三回目でママ講師が自分の経験を話すのも途中で決めたことで、二回目までで少女たちの悲しい過去をかいま見たママたちが、自分たちも思い切って経験を赤裸々に語ろうと決めたのだそうだ。びっしり埋まったシートを見て、そんな過去があったと互いに知って驚いたほどだったという。

少女たちの張りつめた心を溶かそうと、ママ講師たちが本気になったのだ。だから泣き出すほどのキツイ過去をさらけ出す気になり、お別れが名残惜しくなった。1時間ずつ、たった3時間の触れ合いが、赤ちゃんを介在させることで濃密な時間になり、互いの心のガードを外すことができたのだと思う。
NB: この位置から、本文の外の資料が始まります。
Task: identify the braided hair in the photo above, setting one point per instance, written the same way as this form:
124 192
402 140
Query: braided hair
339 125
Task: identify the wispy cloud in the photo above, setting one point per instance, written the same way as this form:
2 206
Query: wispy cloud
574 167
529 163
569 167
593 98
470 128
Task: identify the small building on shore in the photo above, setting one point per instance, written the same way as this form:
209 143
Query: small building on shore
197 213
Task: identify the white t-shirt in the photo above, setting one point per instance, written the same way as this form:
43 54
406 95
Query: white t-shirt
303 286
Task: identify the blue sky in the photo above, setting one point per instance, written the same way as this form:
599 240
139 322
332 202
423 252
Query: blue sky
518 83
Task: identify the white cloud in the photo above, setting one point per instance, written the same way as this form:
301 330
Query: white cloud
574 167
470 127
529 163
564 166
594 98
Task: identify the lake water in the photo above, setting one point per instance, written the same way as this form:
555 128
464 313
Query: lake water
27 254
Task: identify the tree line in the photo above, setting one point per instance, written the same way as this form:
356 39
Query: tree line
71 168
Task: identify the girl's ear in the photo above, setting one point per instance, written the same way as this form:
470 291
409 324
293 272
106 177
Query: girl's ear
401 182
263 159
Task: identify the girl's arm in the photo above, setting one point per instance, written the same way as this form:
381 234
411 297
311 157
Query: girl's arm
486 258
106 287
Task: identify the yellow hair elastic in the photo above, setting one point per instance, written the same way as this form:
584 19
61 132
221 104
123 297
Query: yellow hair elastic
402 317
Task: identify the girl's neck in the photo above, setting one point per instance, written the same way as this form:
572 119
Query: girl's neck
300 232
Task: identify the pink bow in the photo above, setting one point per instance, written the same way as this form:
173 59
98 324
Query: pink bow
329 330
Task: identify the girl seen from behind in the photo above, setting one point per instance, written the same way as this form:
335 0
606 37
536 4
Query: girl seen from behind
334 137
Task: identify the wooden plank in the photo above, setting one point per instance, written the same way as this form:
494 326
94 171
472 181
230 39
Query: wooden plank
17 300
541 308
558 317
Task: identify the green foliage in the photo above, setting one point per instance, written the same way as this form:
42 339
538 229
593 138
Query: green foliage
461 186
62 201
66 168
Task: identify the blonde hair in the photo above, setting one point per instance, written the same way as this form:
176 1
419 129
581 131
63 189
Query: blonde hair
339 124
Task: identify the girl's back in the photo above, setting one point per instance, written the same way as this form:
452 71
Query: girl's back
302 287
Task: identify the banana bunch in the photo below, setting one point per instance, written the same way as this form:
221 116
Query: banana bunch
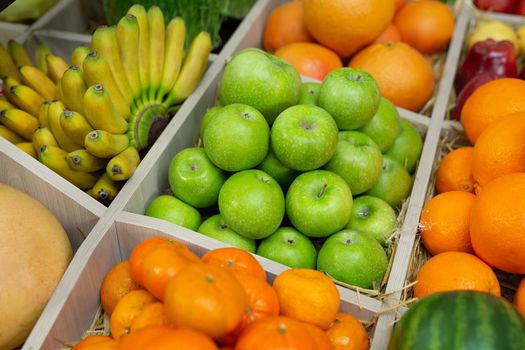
89 121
赤ちゃん先生とママ講師が、もしここにいる少女たちと、ともに暮らす存在だったら、と私は想像した。もっとたがいに距離の近い、小さなコミュニティでともに暮らしていたとしたら、そして少女たちが罪に問われるような行動に走る前に赤ちゃんやママと触れ合っていたら。彼女たちは手前で思いとどまったのかもしれない。私たちがいまよりもっと小さくて距離の近いコミュニティで暮らしていた頃は、きっと少女の一時期のささくれ立った心も包み込むことができていたのではないだろうか。そこに赤ちゃんがいることが何より、少女たちのブレーキになっていたのではないか。

赤ちゃんはただ幼き存在であるだけでなく、幼き存在だからこそコミュニティの中で重要な役割を果たしていたのかもしれない。赤ちゃんの社会的な存在意義というものをもっと我々は認識すべきなのだろう。赤ちゃん先生を取材するたびに感じてきたそのことを、女子少年院の今回の取材でさらに強くはっきり認識することができた。赤ちゃんとママが本来持っていたそんなパワーを、現代社会がもっと生かすことを考えるべきなのだと思った。

赤ちゃん先生が少女たちの更生に効く可能性

貴船原少女苑での赤ちゃん先生の導入は、実は教官の中に育休中にこの活動に参加した方がいて、提案したことによるそうだ。小学生やお年寄りに赤ちゃん先生がもたらす影響を体験して、少女たちの更生にも役立つかもしれないと考えたのだそうだ。その効能を知っていたからにせよ、よく提案したものだと思うし、受け入れた上司の皆さんもよく認めたものだと感じた。

そんな教官たちの思いに応えて、ママ講師たちも奮起し、自分をさらけ出してくれた。だからきっと、少女たちの胸に思いが届き、今後の更生に寄与するのではないかと思う。だからと言って赤ちゃんをママたちが女子少年院に連れて行きさえすればいい、ということでもないだろう。今回の実施についても、当然ながら最初はママたちも戸惑ったという。迷ったうえで、それでもやってみようと思ったからこそ、そして初回に少女たちの頑なな気持ちを感じとったからこそ、ママたちは覚悟を持ってプログラムに臨んだ。さらけ出す必要のない経験をあえて少女たちに伝えた。その覚悟が、少女たちの心を解きほぐした。

赤ちゃんを通して、女性同士が自分をさらけ出すことができた。そのことの大切さも含めて共有できれば、他の場所でもうまくいくのではないだろうか。今回の貴船原少女苑での体験が、全国の女子少年院にも広がるといいと思う。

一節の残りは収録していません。